What about the long and short terms effects due to the decline of reading? Cognitively,
with the lack of in depth reading experiences with a variety of texts, students may be
intellectually stunted remaining only with a surface level understanding of ideas and
causing students to be limited in managing and applying information in their discipline of
choice. In addition, the lack of reading will also impede on crucial brain development. In
a clinical study done by Just and Keller (2009), it was found that after 100 hours of
intensive remedial reading instruction, children not only improved in their reading ability,
but also showed an increase in their brains’ white matter, unlike students within a
standard class which showed no change in brain structure at all. Moreover, it is important
to note that the brain is malleable, and is more plastic than we used to think. Current
research has shown that the brain is still capable of developing neuropathways even as it
passes through middle age. Needless to say, the college age brain is more than ready and
able to restructure, grow, and develop.

Does obtaining knowledge only by auditory means have the same benefits as obtaining
knowledge through reading? Unfortunately, I have yet to find brain development research
which reveals the differences of the benefits between these means. Researchers have
learned, however, that the brain activity which occurs while reading and the brain activity
which occurs while listening to a person speak is very similar. Again, the specifics are
unclear, and should be furthered researched if it has not been already. If the findings
shows that more brain development occurs when students acquire knowledge through
reading than when students acquire knowledge by listening to someone speak, then this
may cause teachers to reconsider their course organization. First, teachers may be more
motivated to assign reading assignments in which students will use as their primary
source to obtain information. Additionally, teachers may find it necessary to create
reading assignments which ensures that students interact with course texts at various
levels of understanding, and which will keep students from using memorization of
isolated facts and reading to only answer questions instead of reading to learn.
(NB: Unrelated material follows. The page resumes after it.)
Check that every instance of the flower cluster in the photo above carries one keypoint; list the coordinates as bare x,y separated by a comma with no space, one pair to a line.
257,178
Although much would be gained from the findings of brain studies detailing the
differences on development, what is known already, logically and from experience, is
sufficient to push the need for more reading of various types of texts at all levels of
education. The act of reading includes analyzing information, making connections among
ideas from whole texts, between texts, and our own background knowledge. It involves
drawing conclusions and generalizations, evaluating and questioning. It provides a setting
to grapple, argue, reason, interpret, and synthesize. Reading causes students to think.
Thinking develops and strengthens brain cells just as exercising develops and strengthens
muscles. And just as exercising is at times uncomfortable and may even cause some
pain, reading at the college level can be laborious to the reluctant and unprepared reader.
Educators like coaches towards their athletes, need to care and, more so, trust their
students enough and help them by giving them the challenge to experience the struggle to
gain the growth. Students like athletes need to welcome the challenge, embrace the
struggle and appreciate both for the growth they will bring. For the struggling reader,
opportunely, college can be a second chance, providing the appropriate setting and be just
the time and place for this development to occur.